Hello-World in Apache NiFi
I am using Apache NiFi Processors to ingest data from various purposes. NiFi allows users to collect and process data by using flow based programming in Web UI. Ingesting data via Nifi is very convenient. The latest version is 1.4.
I will introduce how to enable NiFi via Docker and Homebrew in Mac and a Hello-World sample to run NiFi.
- Successfully running Docker in your machine (for running NiFi in docker)
- (Better to have) Basic concepts of NiFi (data flow, processor, and connection. See more in user guide of Apache NiFi)
1. Run NiFi
You can run NiFi via a.) Docker, b.) installing it in Mac or c.) installing it in Windows
a.) Run a NiFi container
I usually use docker to run everything in my Mac. If you can run docker well in your local machine, you may use the following command to download and run NiFi 1.4 .
docker run -d -P -h nifi -p 38080:8080 -p 38181:8181 --name nifi_1.4.0 --memory=4g -v /docker/nifiapache/nifiapache/nifi:1.4.0
b.) Download, install and run NiFi in Mac
brew install nifi
Just follow the official doc from Apache Nifi
Find the folder where NiFi was installed. Ex. /usr/local/Cellar/nifi/1.4.0
bin/nifi.sh run, run in the foreground,
bin/nifi.sh start, run in the background
bin/nifi.sh status, check the status
bin/nifi.sh stop, stop NiFi
c.) Download, install and run NiFi in Windows
- Download from Nifi official website .
- Choose nifi-x.y.z-bin.zip (ex, nifi-1.4.0-bin.zip).

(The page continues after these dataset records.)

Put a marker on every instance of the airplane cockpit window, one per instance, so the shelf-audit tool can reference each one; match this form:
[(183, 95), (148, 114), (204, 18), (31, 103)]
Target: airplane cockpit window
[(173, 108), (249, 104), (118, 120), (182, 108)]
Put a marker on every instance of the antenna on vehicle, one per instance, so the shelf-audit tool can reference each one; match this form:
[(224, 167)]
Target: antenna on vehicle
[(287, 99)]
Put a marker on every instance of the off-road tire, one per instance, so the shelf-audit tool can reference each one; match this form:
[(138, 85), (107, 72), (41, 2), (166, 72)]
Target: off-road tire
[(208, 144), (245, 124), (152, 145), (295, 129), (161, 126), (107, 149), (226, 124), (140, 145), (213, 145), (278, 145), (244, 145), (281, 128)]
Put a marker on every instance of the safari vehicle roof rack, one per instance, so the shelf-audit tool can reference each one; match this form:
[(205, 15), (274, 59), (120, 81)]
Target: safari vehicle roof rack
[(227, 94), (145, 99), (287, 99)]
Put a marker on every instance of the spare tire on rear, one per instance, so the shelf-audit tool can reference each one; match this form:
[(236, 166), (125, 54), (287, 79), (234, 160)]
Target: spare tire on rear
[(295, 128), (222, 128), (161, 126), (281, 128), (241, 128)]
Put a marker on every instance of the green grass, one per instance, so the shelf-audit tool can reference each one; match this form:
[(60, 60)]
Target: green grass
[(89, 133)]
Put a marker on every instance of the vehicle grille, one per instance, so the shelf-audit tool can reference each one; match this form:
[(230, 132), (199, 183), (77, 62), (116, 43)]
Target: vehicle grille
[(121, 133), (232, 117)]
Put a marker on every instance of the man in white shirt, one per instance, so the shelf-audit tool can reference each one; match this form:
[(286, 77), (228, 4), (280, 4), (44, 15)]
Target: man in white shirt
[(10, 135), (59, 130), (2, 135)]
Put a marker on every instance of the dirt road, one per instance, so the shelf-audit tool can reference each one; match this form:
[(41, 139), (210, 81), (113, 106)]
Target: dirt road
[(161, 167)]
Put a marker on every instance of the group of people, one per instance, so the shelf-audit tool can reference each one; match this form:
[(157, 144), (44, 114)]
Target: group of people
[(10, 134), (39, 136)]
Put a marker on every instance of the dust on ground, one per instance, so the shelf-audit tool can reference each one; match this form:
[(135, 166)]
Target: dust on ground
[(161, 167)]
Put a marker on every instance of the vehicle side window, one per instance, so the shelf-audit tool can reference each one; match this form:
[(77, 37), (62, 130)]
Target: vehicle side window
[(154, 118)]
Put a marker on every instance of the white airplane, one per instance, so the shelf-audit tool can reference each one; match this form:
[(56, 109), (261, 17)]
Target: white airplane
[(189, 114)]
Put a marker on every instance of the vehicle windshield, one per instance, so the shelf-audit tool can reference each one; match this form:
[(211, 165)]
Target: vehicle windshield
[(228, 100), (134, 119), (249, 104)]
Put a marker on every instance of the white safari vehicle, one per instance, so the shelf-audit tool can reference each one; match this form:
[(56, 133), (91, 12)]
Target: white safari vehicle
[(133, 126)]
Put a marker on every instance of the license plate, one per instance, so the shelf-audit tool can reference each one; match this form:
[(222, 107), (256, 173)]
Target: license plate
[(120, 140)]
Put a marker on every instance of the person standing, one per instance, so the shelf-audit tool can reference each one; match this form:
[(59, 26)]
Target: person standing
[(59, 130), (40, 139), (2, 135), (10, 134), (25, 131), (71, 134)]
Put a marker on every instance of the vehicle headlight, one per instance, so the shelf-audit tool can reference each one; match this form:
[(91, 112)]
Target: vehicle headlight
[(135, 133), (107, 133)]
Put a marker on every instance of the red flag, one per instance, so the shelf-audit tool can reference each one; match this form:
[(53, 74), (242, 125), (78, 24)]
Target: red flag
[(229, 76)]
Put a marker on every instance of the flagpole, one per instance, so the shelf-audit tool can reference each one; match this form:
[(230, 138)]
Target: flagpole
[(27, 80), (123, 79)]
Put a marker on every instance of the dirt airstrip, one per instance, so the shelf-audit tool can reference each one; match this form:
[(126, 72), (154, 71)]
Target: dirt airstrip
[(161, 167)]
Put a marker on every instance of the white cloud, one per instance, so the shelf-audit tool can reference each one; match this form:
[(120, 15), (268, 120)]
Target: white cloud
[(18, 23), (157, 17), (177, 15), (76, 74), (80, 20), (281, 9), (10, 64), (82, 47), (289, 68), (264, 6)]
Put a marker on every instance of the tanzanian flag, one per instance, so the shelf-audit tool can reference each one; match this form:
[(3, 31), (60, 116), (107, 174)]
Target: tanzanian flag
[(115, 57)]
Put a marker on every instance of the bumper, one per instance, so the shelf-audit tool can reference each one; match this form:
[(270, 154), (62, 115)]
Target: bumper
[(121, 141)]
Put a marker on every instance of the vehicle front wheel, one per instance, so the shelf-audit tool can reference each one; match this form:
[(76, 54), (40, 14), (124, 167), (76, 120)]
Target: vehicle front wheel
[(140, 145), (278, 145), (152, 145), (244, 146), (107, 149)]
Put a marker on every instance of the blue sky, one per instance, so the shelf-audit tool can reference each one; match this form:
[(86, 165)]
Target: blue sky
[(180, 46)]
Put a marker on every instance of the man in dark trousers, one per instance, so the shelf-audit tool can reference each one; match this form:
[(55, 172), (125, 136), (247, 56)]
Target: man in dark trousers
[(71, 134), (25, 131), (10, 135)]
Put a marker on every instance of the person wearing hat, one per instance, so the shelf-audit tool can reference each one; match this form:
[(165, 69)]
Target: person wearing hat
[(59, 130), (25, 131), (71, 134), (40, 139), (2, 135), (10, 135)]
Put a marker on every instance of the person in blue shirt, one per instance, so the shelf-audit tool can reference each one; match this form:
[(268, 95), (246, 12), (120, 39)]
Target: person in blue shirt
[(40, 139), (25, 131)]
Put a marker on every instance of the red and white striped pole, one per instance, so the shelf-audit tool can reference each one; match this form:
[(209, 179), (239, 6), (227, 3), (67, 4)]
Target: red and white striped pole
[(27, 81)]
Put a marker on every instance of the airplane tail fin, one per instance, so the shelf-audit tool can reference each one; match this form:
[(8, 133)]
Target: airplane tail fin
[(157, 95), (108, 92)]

- Extract to a specific folder (ex. c:\Users\username\nifi).
- Find and execute run-nifi.bat in “your nifi folder\bin\”
2. Verify if NiFi is running
3.Building your first Apache Nifi dataflow
I try to introduce the simplest use case as an example here. (Waring: many screen-shot pictures! You may zoom out your browser.)
Only two processors are used in this dataflow:
- GenerateFlowFile as input and PutFile as output
GenerateFlowFlies will generate random texts as flowfiles. PutiFile will write the content from GenerateFlowFiles into the disk as many individual files.
a). Add a Processor
To start, drag the processor icon near NiFi logo in the menu bar.
Search in Filter, choose GenerateFlowFile to add to NiFi canvas.
Configure the settings according to the Warning message and the behavior you expect. The detail configurations of processors are not introduced here. Basically, you can find the detail usage when you right click at processor.
This processor will generate FlowFiles with random data.
Then, add another processor:PutFile. Need to add corresponding values of configuration for PutFile.
b). Connect processor
Drag from a processor to connect to another processor.
c). Run two processors as your first NiFi data flow
d) Verify the data flow
I ran NiFi in docker. So I entered the NiFi docker container to check if data were written into /tmp/ folder.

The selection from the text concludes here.